Changes in Health Coverage FAQs
U.S. Office of Personnel Management Members of Congress and Designated Staff How will Members of Congress and designated congressional staff obtain health coverage in 2014? House of Representatives and Senate offices will provide health coverage to Members of Congress and designated staff through the Marketplace. OPM has determined the most appropriate Marketplace is the Small Business Health Options Program (SHOP). SHOPs were established to administer group health benefits to employees of small businesses. Given the location of Congress in Washington D.C., OPM has determined that the DC SHOP, known as the DC Health Link Small Business Market administered by the DC Health Benefit Exchange Authority, is the appropriate SHOP from which Members of Congress and designated congressional staff will purchase health insurance in order to receive a Government contribution. From which “Metal Level” on the DC SHOP will Members of Congress and designated congressional staff choose their plans? Members of Congress and designated staff will choose from plans on the Gold Metal Level of the DC SHOP, which currently includes 112 choices.

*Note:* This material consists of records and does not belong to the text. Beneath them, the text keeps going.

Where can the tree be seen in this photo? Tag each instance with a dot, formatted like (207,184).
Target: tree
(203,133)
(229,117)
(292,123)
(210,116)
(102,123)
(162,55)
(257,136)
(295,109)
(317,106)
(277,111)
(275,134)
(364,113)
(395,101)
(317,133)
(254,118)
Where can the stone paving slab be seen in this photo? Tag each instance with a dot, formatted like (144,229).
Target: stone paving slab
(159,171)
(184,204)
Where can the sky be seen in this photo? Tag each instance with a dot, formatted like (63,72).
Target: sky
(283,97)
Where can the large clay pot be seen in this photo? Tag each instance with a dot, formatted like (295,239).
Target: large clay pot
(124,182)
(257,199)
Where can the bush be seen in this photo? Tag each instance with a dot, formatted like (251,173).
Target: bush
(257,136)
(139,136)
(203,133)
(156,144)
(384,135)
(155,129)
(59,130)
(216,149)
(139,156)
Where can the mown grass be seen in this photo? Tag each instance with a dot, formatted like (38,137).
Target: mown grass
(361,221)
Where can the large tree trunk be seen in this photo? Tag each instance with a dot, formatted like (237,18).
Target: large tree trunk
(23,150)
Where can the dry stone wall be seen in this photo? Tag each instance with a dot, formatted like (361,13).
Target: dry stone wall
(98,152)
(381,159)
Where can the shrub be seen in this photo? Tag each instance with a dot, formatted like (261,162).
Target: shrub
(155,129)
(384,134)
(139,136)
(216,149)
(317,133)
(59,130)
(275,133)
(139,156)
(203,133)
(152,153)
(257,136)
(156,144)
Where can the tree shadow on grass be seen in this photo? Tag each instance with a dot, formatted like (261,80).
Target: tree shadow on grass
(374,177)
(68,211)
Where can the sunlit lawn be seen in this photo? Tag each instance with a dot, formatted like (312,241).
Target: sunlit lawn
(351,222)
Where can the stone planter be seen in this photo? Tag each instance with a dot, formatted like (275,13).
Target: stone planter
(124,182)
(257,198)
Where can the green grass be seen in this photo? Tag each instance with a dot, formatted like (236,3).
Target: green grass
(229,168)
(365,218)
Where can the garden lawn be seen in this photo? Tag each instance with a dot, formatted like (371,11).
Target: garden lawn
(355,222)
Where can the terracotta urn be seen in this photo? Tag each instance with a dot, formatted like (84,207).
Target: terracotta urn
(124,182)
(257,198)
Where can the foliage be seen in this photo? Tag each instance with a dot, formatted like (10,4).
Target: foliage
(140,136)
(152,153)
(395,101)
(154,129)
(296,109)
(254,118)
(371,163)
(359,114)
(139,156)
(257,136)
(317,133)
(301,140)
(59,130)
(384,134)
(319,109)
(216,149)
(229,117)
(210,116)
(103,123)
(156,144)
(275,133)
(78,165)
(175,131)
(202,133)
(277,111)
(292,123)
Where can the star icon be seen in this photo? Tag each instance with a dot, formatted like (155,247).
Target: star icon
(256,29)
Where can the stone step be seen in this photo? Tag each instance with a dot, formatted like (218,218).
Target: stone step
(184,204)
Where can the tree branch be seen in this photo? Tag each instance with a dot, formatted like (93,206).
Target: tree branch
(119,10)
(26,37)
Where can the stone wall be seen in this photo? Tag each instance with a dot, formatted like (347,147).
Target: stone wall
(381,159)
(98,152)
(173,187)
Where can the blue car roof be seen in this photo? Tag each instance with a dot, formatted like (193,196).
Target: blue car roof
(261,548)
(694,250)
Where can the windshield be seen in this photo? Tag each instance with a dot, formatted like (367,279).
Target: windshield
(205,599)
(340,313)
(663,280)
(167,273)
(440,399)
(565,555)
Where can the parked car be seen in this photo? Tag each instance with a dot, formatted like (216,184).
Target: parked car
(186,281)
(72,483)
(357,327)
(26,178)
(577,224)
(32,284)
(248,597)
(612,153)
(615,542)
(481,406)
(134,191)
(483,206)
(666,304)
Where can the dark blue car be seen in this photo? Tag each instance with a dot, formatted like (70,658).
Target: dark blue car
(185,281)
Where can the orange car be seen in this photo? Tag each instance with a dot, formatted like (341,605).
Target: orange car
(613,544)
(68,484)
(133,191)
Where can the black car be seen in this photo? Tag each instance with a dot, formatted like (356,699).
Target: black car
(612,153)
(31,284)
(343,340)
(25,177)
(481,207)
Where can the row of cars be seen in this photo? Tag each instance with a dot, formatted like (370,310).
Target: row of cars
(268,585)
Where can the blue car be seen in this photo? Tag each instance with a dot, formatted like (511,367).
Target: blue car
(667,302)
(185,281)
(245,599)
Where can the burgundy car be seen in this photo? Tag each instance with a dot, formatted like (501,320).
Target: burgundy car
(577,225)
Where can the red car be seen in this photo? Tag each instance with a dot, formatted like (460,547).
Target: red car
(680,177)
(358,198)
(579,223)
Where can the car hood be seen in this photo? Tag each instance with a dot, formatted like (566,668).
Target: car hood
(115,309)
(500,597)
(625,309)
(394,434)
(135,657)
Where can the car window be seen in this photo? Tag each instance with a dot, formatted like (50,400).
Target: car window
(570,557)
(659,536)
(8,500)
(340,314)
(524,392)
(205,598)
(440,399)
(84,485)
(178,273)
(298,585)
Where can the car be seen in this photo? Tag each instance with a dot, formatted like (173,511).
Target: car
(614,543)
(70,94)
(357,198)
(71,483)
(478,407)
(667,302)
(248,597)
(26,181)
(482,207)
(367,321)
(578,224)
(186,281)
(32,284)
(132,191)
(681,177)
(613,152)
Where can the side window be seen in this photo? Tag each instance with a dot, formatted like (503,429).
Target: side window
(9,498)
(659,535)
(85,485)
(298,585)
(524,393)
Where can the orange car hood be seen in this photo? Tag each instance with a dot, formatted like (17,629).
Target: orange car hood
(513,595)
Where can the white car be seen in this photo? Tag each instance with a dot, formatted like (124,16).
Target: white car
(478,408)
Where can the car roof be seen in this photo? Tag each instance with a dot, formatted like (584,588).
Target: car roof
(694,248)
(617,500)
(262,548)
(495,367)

While all plans have the same “essential health benefits” (EHB), plans vary in copays, coinsurance, deductibles, and benefits beyond the EHB. Plans include fee-for-service, HMOs, Point of Service, and HSA-compatible plans. http://www.opm.gov/healthcare-insurance/changes-in-health-coverage/changes-in-health-coverage-faqs/#SHOPHealthCoverage
Comment:
By Don McCanne, M.D. Supposedly requiring Members of Congress and their staffs to participate in the insurance exchanges established by the Affordable Care Act was to make their coverage comparable to what the rest of us would have (an oversimplification since most of us will not be enrolled in the exchanges). Yet the benchmark plans setting the subsidies in the exchanges are silver tier plans with an actuarial value of 70 percent, and the plans which qualify for Federal Employees Health Benefits (FEHB) premiums for Members of Congress are limited to the gold tier plans with an actuarial value of 80 percent. This is much more significant than it appears to be. The gold plans for the Members of Congress pay about 80 percent of their health care costs, and about three-fourths of their premiums are paid by the taxpayers. This is comparable to the more traditional employer-sponsored plans that most of us considered to be good insurance coverage. In essence, as members of Congress and their staffs move into the exchanges, they are being assured that they will have coverage very close to that which they now have in the FEHB program. The standard silver tier for individuals selecting their plans though the exchanges will leave the patient responsible for paying 30 percent of costs out-of-pocket, though lower income individuals will qualify for subsidies that are considered to be inadequate. Also the narrow networks of the exchange plans risk exposing patients to 100 percent of sometimes unavoidable out-of-network costs, with no cap on spending. Further, because of their lower premiums, many will choose the bronze plans at 60 percent actuarial value, risking greater financial hardship should significant health care be required. This is a huge difference since the 80 percent actuarial value plans for Congress are considered to be standard insurance, whereas the 60 to 70 percent actuarial value plans for the general public are considered to be underinsurance – plans that do not provide adequate financial security in the face of medical need. We didn’t get this right. A gold standard for Congress and a lesser standard for the people? Let’s “Occupy Congress” by replacing those in Congress who don’t seem to get it with legislators who will bring us what we need – a single payer, improved Medicare that covers everyone.